LKML Archive on lore.kernel.org
help / color / mirror / Atom feed
From: Alexey Dobriyan <adobriyan@gmail.com>
To: Waiman Long <longman@redhat.com>
Cc: linux-kernel@vger.kernel.org, rdunlap@infradead.org,
	akpm@linux-foundation.org
Subject: Re: [PATCH] proc/stat: Separate out individual irq counts into /proc/stat_irqs
Date: Thu, 19 Apr 2018 23:39:49 +0300	[thread overview]
Message-ID: <20180419203949.GA4555@avx2> (raw)

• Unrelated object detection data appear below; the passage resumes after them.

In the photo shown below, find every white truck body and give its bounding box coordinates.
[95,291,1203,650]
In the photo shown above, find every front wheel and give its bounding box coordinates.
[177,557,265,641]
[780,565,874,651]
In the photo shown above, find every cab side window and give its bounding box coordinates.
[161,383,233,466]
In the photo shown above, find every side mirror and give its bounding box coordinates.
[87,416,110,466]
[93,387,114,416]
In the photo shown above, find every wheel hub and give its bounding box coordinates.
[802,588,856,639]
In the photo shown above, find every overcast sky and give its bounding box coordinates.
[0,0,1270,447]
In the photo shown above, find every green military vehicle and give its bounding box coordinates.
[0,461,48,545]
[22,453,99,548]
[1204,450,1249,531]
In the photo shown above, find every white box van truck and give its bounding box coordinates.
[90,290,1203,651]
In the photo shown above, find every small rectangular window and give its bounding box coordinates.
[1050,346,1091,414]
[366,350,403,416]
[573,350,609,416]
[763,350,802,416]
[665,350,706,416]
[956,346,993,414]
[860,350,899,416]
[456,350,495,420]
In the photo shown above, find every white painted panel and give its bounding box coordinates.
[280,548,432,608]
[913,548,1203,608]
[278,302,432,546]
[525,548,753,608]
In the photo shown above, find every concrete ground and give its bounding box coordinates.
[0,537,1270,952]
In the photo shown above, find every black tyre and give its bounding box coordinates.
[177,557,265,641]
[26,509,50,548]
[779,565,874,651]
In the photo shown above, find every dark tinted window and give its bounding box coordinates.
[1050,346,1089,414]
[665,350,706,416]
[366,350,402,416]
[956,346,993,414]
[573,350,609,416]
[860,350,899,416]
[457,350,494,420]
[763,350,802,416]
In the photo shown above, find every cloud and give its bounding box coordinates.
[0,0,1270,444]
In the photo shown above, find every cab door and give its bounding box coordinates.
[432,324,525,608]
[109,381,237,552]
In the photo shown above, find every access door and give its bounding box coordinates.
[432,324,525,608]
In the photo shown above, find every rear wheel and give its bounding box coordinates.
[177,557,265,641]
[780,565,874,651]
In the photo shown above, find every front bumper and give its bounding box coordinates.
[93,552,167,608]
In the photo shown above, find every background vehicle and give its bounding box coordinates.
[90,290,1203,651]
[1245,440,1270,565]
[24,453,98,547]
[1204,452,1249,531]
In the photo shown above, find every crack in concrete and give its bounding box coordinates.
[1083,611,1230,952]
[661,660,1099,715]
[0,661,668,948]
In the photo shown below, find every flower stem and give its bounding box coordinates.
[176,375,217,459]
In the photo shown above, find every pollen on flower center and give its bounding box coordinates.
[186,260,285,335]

In-Reply-To: <eb7c1569-e445-5cbb-6d10-2694b625232a@redhat.com>

On Thu, Apr 19, 2018 at 04:21:14PM -0400, Waiman Long wrote:
> On 04/19/2018 03:55 PM, Alexey Dobriyan wrote:
> > On Thu, Apr 19, 2018 at 03:28:40PM -0400, Waiman Long wrote:
> >> On 04/19/2018 03:08 PM, Alexey Dobriyan wrote:
> >>>> Therefore, application performance can be impacted if the application
> >>>> reads /proc/stat rather frequently.
> >>> [nods]
> >>> Text interfaces can be designed in a very stupid way.
> >>>
> >>>> For example, reading /proc/stat in a certain 2-socket Skylake server
> >>>> took about 4.6ms because it had over 5k irqs.
> >>> Is this top(1)? What is this application doing?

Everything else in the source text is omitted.